The “Tokenizer” tool that I created above works to translate the sentences into their parts of speech:
1. Noun Verb 2. Det Noun Verb 3. Det Adj Noun Verb 4. Det Adj Adj Noun Verb 5. Det Adj Adj Noun Verb Adverb 6. Det Adj Adj Noun Verb Prep Det Noun 7. Det Noun Verb Adverb Prep Det Noun
(Note that this is the English equivalent of what it's doing. The real “Tokenizer” is a lexer for the minijava language.)

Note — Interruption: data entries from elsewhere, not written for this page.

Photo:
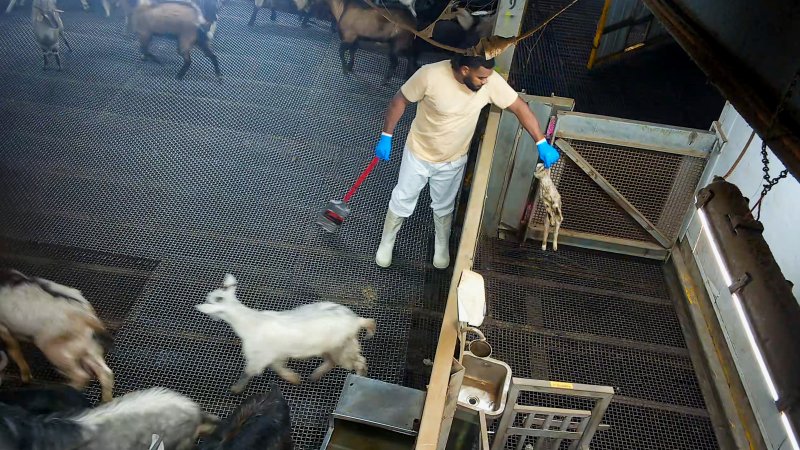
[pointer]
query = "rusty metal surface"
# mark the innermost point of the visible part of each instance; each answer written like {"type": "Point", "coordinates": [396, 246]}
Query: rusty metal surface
{"type": "Point", "coordinates": [765, 294]}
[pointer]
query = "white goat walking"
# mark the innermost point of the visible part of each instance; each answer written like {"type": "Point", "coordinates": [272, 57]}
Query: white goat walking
{"type": "Point", "coordinates": [552, 204]}
{"type": "Point", "coordinates": [269, 338]}
{"type": "Point", "coordinates": [48, 29]}
{"type": "Point", "coordinates": [60, 322]}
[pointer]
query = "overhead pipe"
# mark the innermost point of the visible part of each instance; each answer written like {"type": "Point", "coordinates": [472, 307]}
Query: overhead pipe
{"type": "Point", "coordinates": [765, 294]}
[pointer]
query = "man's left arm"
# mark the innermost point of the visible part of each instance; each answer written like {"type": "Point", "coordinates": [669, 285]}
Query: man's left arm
{"type": "Point", "coordinates": [528, 120]}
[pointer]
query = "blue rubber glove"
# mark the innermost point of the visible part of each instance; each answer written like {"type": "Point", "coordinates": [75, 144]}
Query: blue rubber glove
{"type": "Point", "coordinates": [547, 153]}
{"type": "Point", "coordinates": [384, 147]}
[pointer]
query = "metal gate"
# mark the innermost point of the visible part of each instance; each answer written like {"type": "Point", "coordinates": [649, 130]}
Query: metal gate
{"type": "Point", "coordinates": [625, 185]}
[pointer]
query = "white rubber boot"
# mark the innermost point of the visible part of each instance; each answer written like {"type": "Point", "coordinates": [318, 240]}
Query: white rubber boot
{"type": "Point", "coordinates": [391, 225]}
{"type": "Point", "coordinates": [441, 251]}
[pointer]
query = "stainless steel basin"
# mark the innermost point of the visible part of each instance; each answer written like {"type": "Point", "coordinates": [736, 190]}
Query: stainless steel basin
{"type": "Point", "coordinates": [485, 386]}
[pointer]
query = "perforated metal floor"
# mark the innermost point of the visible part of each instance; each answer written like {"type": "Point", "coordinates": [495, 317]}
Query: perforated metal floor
{"type": "Point", "coordinates": [589, 317]}
{"type": "Point", "coordinates": [143, 191]}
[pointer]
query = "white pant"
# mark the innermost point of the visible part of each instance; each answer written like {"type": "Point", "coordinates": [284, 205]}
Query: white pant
{"type": "Point", "coordinates": [445, 179]}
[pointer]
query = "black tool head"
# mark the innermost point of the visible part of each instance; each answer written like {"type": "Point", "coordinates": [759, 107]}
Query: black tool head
{"type": "Point", "coordinates": [333, 216]}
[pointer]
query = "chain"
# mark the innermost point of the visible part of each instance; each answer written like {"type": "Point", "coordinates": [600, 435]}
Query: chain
{"type": "Point", "coordinates": [771, 182]}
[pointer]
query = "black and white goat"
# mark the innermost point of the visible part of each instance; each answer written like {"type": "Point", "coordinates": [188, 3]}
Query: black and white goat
{"type": "Point", "coordinates": [262, 422]}
{"type": "Point", "coordinates": [128, 422]}
{"type": "Point", "coordinates": [269, 338]}
{"type": "Point", "coordinates": [60, 322]}
{"type": "Point", "coordinates": [48, 30]}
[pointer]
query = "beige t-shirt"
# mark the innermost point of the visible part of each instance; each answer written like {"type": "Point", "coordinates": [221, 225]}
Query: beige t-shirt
{"type": "Point", "coordinates": [448, 111]}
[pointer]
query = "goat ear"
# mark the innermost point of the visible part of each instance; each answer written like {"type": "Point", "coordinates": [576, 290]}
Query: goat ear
{"type": "Point", "coordinates": [229, 281]}
{"type": "Point", "coordinates": [156, 440]}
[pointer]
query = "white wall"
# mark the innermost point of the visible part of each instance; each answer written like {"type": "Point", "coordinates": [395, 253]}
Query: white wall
{"type": "Point", "coordinates": [780, 214]}
{"type": "Point", "coordinates": [780, 210]}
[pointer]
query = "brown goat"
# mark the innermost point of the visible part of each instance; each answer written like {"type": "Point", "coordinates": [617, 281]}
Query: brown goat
{"type": "Point", "coordinates": [181, 19]}
{"type": "Point", "coordinates": [356, 21]}
{"type": "Point", "coordinates": [60, 322]}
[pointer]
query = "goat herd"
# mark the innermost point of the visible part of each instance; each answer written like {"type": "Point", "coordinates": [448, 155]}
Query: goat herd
{"type": "Point", "coordinates": [194, 23]}
{"type": "Point", "coordinates": [64, 326]}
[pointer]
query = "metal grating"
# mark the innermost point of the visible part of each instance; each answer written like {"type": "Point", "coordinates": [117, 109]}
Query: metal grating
{"type": "Point", "coordinates": [589, 317]}
{"type": "Point", "coordinates": [574, 266]}
{"type": "Point", "coordinates": [660, 185]}
{"type": "Point", "coordinates": [147, 190]}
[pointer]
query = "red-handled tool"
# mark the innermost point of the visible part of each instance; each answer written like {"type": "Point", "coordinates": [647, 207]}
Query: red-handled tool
{"type": "Point", "coordinates": [332, 218]}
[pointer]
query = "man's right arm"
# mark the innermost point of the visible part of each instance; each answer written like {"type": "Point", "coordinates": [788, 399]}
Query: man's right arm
{"type": "Point", "coordinates": [397, 106]}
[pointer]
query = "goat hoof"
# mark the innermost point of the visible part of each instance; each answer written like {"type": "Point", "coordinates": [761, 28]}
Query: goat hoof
{"type": "Point", "coordinates": [294, 378]}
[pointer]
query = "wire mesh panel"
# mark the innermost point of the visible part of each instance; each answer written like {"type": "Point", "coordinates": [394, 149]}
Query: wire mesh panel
{"type": "Point", "coordinates": [659, 185]}
{"type": "Point", "coordinates": [143, 192]}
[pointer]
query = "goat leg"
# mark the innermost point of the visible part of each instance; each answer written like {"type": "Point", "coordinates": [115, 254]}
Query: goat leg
{"type": "Point", "coordinates": [252, 20]}
{"type": "Point", "coordinates": [343, 56]}
{"type": "Point", "coordinates": [352, 60]}
{"type": "Point", "coordinates": [12, 345]}
{"type": "Point", "coordinates": [286, 373]}
{"type": "Point", "coordinates": [249, 372]}
{"type": "Point", "coordinates": [241, 383]}
{"type": "Point", "coordinates": [66, 43]}
{"type": "Point", "coordinates": [546, 230]}
{"type": "Point", "coordinates": [327, 365]}
{"type": "Point", "coordinates": [187, 61]}
{"type": "Point", "coordinates": [555, 233]}
{"type": "Point", "coordinates": [104, 375]}
{"type": "Point", "coordinates": [144, 48]}
{"type": "Point", "coordinates": [392, 67]}
{"type": "Point", "coordinates": [203, 44]}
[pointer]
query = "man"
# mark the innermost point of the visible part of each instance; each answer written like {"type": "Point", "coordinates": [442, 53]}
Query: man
{"type": "Point", "coordinates": [449, 97]}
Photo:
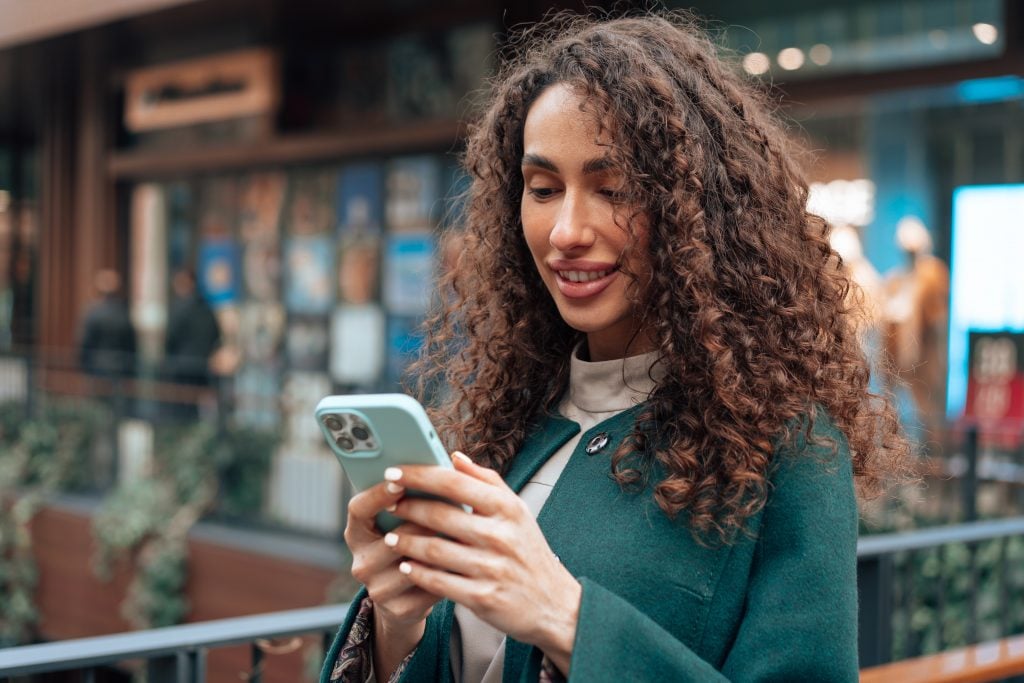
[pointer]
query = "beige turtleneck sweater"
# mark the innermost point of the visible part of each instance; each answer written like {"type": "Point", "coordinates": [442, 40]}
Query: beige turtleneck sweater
{"type": "Point", "coordinates": [597, 391]}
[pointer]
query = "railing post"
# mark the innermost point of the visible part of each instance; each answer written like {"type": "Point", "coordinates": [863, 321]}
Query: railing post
{"type": "Point", "coordinates": [875, 585]}
{"type": "Point", "coordinates": [969, 486]}
{"type": "Point", "coordinates": [163, 670]}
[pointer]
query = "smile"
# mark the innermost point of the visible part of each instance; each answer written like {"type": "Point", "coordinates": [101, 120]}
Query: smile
{"type": "Point", "coordinates": [576, 284]}
{"type": "Point", "coordinates": [583, 275]}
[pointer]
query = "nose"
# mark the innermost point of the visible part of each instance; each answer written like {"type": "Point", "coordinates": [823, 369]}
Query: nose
{"type": "Point", "coordinates": [572, 228]}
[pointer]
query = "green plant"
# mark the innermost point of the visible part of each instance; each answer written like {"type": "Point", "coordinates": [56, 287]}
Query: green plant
{"type": "Point", "coordinates": [38, 457]}
{"type": "Point", "coordinates": [197, 469]}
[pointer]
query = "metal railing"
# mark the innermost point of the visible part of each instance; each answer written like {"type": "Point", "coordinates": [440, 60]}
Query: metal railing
{"type": "Point", "coordinates": [174, 654]}
{"type": "Point", "coordinates": [892, 592]}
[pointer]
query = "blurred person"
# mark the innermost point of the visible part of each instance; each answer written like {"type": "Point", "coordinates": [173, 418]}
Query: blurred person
{"type": "Point", "coordinates": [107, 338]}
{"type": "Point", "coordinates": [916, 315]}
{"type": "Point", "coordinates": [657, 386]}
{"type": "Point", "coordinates": [193, 336]}
{"type": "Point", "coordinates": [867, 296]}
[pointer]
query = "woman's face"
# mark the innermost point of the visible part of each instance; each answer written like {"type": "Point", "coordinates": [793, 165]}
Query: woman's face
{"type": "Point", "coordinates": [570, 203]}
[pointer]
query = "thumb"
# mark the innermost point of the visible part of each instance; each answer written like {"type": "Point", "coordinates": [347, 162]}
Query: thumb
{"type": "Point", "coordinates": [464, 464]}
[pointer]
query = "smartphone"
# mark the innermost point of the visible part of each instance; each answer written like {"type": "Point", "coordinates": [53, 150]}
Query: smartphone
{"type": "Point", "coordinates": [371, 432]}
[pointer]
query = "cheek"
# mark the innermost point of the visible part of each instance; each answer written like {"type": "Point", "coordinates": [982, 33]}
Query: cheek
{"type": "Point", "coordinates": [535, 229]}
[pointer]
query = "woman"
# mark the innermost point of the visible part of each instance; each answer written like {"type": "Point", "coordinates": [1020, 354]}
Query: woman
{"type": "Point", "coordinates": [648, 337]}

Now, I create a pre-processing file that I can give to “Sequitur”, and then “Visualizer”, and then “Dot” and out pops this picture:
This one is actually better:
Notes
Is structural programming all inclusive? Think of the power of recursion. Hierarchy has to be included.
- sequence
- conditional
- recursion
Algorithm Idea:
- “Compression and Explanation using Hierarchical Grammars” to induce grammar. Build JavaCC file from this.
- Process JavaCC file
- Use SynDiff? to find differences between JavaCC files
- Use SynDiff? results to “SynMerge” JavaCC files
- repeat
Methods of combination:
- linear - combine each new sentence example with existing best grammar
- exponential - combine new sentences in pairs and then combine those results in pair until best grammar is reached
Algorithm Idea:
- tokenize java program1
- feed tokened program1 to compression grammar program
- tokenize java program2
- feed tokened program2 to compression grammar program
- run syndiff on tokened program1 and tokened program2
- merge grammars according to results of syndiff
- repeat how?
Tools Available:
- tokenizer for minijava program
- grammar builder for minijava tokens
Idea:
- use a “genetic algorithm” to blend the grammars
Merging grammars:
- find all rules with same name and production terminals
- keep these
- find all rules with same production terminals
- rename all these rules appropriately
- find all rules with same eventual production terminals
- start as small as possible
- these are a candidate for combination in the grammar via “|”
Theory rules:
lower case letters denote Terminals upper case letters denote either a Terminal or NonTerminal Rule 1) if R_0 -> A_0, A_1, ... A_N R_1 -> B_0, B_1, ... B_M and {A_x, ... A_y} => c_0, c_1, ... c_n {B_v, ... B_w} => c_0, c_1, ... c_n then R_0 -> A_0, A_1, ... A_x-1 (A_x, ... A_y | B_v, ... B_w) A_y+1 ... A_N R_1 -> B_0, B_1, ... B_v-1 (A_x, ... A_y | B_v, ... B_w) B_w+1 ... B_M Rule 2) if R_0 -> A_0, ... A_N R_1 -> B_0, ... B_M and {A_0, ... A_N} => c_0, c_1, ... c_n {B_0, ... B_M} => c_0, c_1, ... c_n then R_2 -> R_0 | R_1 Rule 3) if R_0 -> A_0, ... A_N | B_0, ... B_M and A_x = B_v, A_x+1 = B_v+1, ... A_y = B_w then R_0 -> (A_0, ... A_x-1 | B_0, ... B_v-1) A_x, ... A_y (A_y+1, ... A_N | B_w+1, ... B_M)
How do you meaningfully “diff” two grammars? What does it even mean to do so?
Newest Notes
If order into sequitur matters, then does it always build the most compact hierarchical grammar?
Example: 2 3 / 1 2 3 / 1 2 3
Grammar: There will be a NT for “2 3” but none for “1 2” unless ”/ 1 2” is added → what happens then?
Random Idea
This would be super cool: Use a genetic algorithm to pick and choose parts of grammars in order to find the best. So like, “breed” grammars together and keep the ones that are best and continue the process.